Note that we said after tax: to make such a profit before tax (at a tax rate of 16.5%) you would need to make not 9.99% but 11.96% return on fixed assets.
We don't like the SoC - the fixed rate of return on investment bears no relation to the variable long-term cost of capital reflected by the corporate bond and equity markets, and by linking profits to fixed assets, the SoC incentivises companies to overinvest. It is undoubtedly true that overinvestment produces higher reliability of supply up to a point, but it does so with diminishing returns as we squeeze the last decimal points out of reliability. According to CLP's annual report, its average unplanned Customer Minutes Lost (CML) per year was 2.6 minutes in 2008-10, compared with 14 to 42 minutes in New York, Sydney and London. How much are you willing to pay for the difference? And how many planned minutes (or hours) of downtime for preventative maintenance is needed to achieve this reliability?

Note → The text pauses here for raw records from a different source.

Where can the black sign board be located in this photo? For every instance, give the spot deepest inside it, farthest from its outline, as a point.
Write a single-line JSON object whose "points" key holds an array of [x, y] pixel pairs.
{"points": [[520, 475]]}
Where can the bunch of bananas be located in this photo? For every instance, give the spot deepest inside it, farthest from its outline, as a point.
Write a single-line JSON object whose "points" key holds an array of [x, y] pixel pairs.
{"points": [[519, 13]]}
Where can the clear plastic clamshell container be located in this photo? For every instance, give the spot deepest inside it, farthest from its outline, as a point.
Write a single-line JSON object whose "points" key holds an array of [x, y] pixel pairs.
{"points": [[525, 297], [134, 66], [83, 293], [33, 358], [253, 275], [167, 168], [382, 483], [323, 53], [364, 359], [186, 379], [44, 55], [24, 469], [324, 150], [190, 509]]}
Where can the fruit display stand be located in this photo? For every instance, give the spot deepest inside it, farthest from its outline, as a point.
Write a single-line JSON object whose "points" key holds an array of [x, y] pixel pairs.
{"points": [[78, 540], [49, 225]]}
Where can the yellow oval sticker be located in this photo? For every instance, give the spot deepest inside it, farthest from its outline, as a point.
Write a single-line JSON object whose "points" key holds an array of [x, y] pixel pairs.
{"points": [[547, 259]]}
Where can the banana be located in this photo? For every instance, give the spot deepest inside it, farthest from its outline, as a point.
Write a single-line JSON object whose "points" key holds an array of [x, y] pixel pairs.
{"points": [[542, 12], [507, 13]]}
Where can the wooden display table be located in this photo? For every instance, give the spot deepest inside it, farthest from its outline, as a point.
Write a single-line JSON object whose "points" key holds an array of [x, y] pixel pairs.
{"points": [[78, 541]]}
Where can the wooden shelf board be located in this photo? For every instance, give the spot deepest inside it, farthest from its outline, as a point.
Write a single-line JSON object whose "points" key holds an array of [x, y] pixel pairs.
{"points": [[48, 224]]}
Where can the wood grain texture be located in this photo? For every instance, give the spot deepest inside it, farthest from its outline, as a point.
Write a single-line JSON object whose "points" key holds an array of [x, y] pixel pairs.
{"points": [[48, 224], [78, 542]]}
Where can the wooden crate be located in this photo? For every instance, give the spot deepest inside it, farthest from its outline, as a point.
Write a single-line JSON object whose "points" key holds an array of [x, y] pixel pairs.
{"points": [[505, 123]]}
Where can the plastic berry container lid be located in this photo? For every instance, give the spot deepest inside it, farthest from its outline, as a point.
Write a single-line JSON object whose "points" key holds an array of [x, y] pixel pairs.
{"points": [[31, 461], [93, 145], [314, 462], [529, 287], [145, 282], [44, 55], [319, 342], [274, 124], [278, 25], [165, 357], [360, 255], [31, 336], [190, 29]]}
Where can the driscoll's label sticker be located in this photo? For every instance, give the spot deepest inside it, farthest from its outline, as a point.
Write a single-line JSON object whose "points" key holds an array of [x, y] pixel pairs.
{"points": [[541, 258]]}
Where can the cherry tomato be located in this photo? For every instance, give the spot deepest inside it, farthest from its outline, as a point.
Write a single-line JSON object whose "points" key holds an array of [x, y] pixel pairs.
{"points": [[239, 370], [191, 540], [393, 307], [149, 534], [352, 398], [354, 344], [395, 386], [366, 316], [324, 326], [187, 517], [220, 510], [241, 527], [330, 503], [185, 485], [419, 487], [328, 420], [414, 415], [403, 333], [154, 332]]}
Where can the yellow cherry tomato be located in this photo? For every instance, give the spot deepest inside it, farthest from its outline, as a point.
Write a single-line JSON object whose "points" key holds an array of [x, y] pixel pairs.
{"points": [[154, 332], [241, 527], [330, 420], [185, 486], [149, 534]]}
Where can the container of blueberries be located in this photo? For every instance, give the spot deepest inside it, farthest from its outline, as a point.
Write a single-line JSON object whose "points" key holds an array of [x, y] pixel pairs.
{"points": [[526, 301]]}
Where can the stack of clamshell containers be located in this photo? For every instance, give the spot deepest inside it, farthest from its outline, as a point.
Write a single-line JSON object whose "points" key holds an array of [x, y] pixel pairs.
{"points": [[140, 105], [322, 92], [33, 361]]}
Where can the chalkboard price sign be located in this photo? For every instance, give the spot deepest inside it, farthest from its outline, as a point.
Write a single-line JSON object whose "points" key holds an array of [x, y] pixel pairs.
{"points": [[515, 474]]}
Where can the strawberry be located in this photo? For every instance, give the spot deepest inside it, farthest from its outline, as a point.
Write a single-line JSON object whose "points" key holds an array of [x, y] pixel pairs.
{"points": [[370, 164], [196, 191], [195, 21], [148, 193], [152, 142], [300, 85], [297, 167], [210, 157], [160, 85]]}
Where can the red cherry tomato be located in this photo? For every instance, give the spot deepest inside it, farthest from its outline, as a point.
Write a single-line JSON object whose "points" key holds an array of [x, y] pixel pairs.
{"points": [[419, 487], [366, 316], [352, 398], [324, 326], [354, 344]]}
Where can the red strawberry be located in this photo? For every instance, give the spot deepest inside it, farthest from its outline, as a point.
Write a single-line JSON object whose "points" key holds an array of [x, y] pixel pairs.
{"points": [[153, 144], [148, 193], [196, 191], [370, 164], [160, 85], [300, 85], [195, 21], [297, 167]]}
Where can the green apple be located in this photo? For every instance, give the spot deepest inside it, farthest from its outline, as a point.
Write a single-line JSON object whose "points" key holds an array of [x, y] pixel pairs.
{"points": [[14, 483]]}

That said, the Government agreed to the current Scheme of Control, and shareholders of CLP and HKE (probably including your MPF fund if you have one) expect the companies to maximise their profits within the SoC. Indeed, it would be a breach of fiduciary duties for the directors to deliberately lower the tariff to make less than the allowed profit, unless they believed that this would be a net benefit to shareholders in the long run. We should note that the Government itself owns 2-3% of CLP Holdings Ltd (0002) and of Power Assets Holdings Ltd (0006, the owner of HKE) through the quasi-sovereign wealth fund known as the Exchange Fund (as well as smaller holdings via other Government funds), so it has a conflict of interests in this matter, and has done since it intervened in the stock market in 1998.
We couldn't conclude this article without mentioning that apart from the Scheme of Control profits, the power companies and their owners have also made large profits on the redevelopment of vacated sites over the years as HK's urban landscape has expanded into what used to be industrial areas. For each project, a land premium to Government to convert the land lease into residential use or expand its plot ratio, but that still left room for ample profit. Smaller sites of disused substations have also been developed.
HKE's old North Point power station became City Gardens after it was closed in 1978, and the power station intended to replace it on Ap Lei Chau, opened in 1968, stood for only about 20 years. In 1978, HKE was granted a new site on Lamma Island which came online in 1982, and then in the late 1980s and early 1990s the Ap Lei Chau site became the enormous 34-tower South Horizons development, in a joint venture with its immediate controlling shareholder Hutchison Whampoa Ltd (HWL, 0013) and its controlling shareholder Cheung Kong (Holdings) Ltd (CKH, 0001). HKE only got 20% of the upside on South Horizons, as the joint venture, Secan Ltd, was 20% owned by HKE, 50% by HWL and 30% by CKH and funded pro rata. Meanwhile CLP developed its old Hok Un power plant site into Laguna Verde, a 4m sq ft residential development in a 50:50 joint venture with CKH in the late 1990s and early 2000s.